Kanun koyucu, açıklanan düzenlemeler yanında 2918 sayılı KTK’nın 91. maddesiyle de; işletenin aynı Kanun’un 85. maddesinin birinci fıkrasına göre olan sorumluluklarının karşılanmasını sağlamak üzere mali sorumluluk sigortası (Karayolları Zorunlu Mali Sorumluluk Sigortası) yaptırma zorunluluğunu getirmiştir.
Yargıtay 17. Hukuk Dairesinin yerleşik içtihatları kapsamında değer kaybı, aracın trafik kazası sonucu hasarlanıp, onarılmasından sonraki değeri ile hiç hasarlanmamış haldeki değeri arasındaki farka ilişkin olup, araçtaki değer kaybı belirlenirken, aracın markası, yaşı, modeli ve hasar gördüğü kısımları dikkate alınarak aracın kaza tarihinden önceki ikinci el satış değerinin tespiti ile aracın tamir edildikten sonra ikinci el satış değerinin tespiti ve arasındaki fark göz önüne alınmaktadır.

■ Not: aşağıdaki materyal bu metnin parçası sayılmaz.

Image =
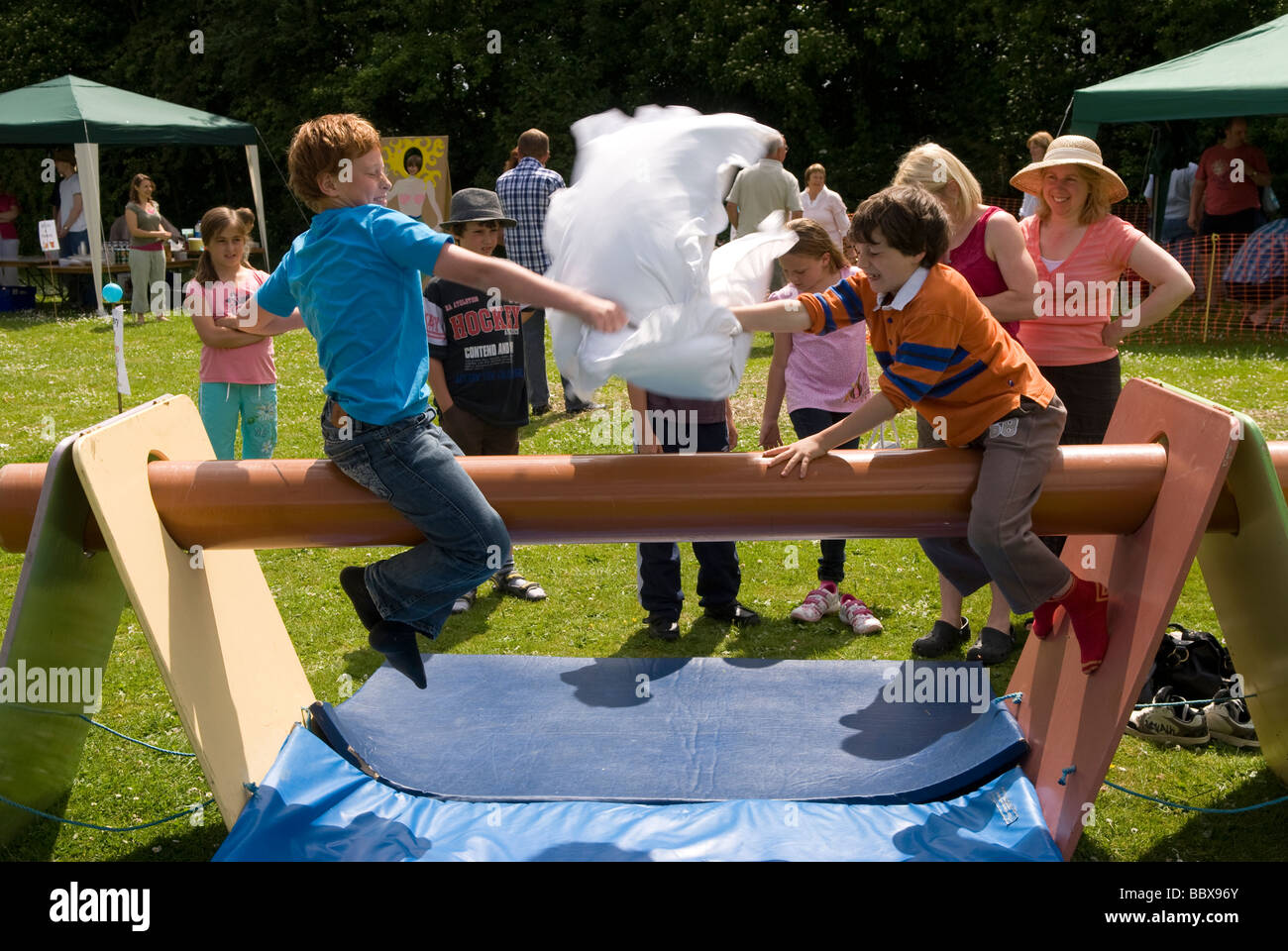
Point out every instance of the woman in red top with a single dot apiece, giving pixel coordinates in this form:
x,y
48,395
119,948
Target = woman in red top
x,y
987,249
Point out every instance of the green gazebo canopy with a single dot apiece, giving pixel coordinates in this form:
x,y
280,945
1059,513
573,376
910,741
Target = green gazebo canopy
x,y
69,108
1245,75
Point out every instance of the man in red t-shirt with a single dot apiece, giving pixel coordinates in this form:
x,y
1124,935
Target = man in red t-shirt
x,y
1227,195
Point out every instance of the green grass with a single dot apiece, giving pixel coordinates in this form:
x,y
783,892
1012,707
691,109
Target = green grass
x,y
60,370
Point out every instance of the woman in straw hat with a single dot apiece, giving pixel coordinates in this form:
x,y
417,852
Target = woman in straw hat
x,y
1081,252
987,249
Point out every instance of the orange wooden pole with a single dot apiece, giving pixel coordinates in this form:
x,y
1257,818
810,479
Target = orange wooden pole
x,y
301,502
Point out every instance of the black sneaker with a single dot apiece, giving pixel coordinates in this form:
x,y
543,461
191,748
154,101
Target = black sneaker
x,y
397,642
664,626
993,646
353,581
941,639
734,613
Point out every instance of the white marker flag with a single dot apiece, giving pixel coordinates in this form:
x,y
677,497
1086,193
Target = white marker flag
x,y
123,379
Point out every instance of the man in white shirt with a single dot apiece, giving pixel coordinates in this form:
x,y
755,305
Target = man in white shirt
x,y
763,188
1177,209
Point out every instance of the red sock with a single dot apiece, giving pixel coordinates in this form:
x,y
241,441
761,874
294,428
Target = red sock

2918 sayılı Karayolları Trafik Kanunu’nun 90. maddesinde; ”Zorunlu mali sorumluluk sigortası kapsamındaki tazminatlar bu Kanun ve bu Kanun çerçevesinde hazırlanan genel şartlarda öngörülen usul ve esaslara tabidir. Söz konusu tazminatlar ve manevi tazminata ilişkin olarak bu Kanun ve genel şartlarda düzenlenmeyen hususlar hakkında 11/1/2011 tarihli ve 6098 sayılı Türk Borçlar Kanununun haksız fiillere ilişkin hükümleri uygulanır.” hükmü düzenlenmiştir.
Karayolları Motorlu Araçlar Zorunlu Mali Sorumluluk Sigortası Genel Şartları’nın A.5. Bölümünde belirtilen ‘Kapsama Giren Teminat Türleri’ başlığı altında bulunan (a) bendinde ‘Maddi Zararlar Teminatı’ kapsamında araçta meydana gelen değer kaybı da sayılmıştır.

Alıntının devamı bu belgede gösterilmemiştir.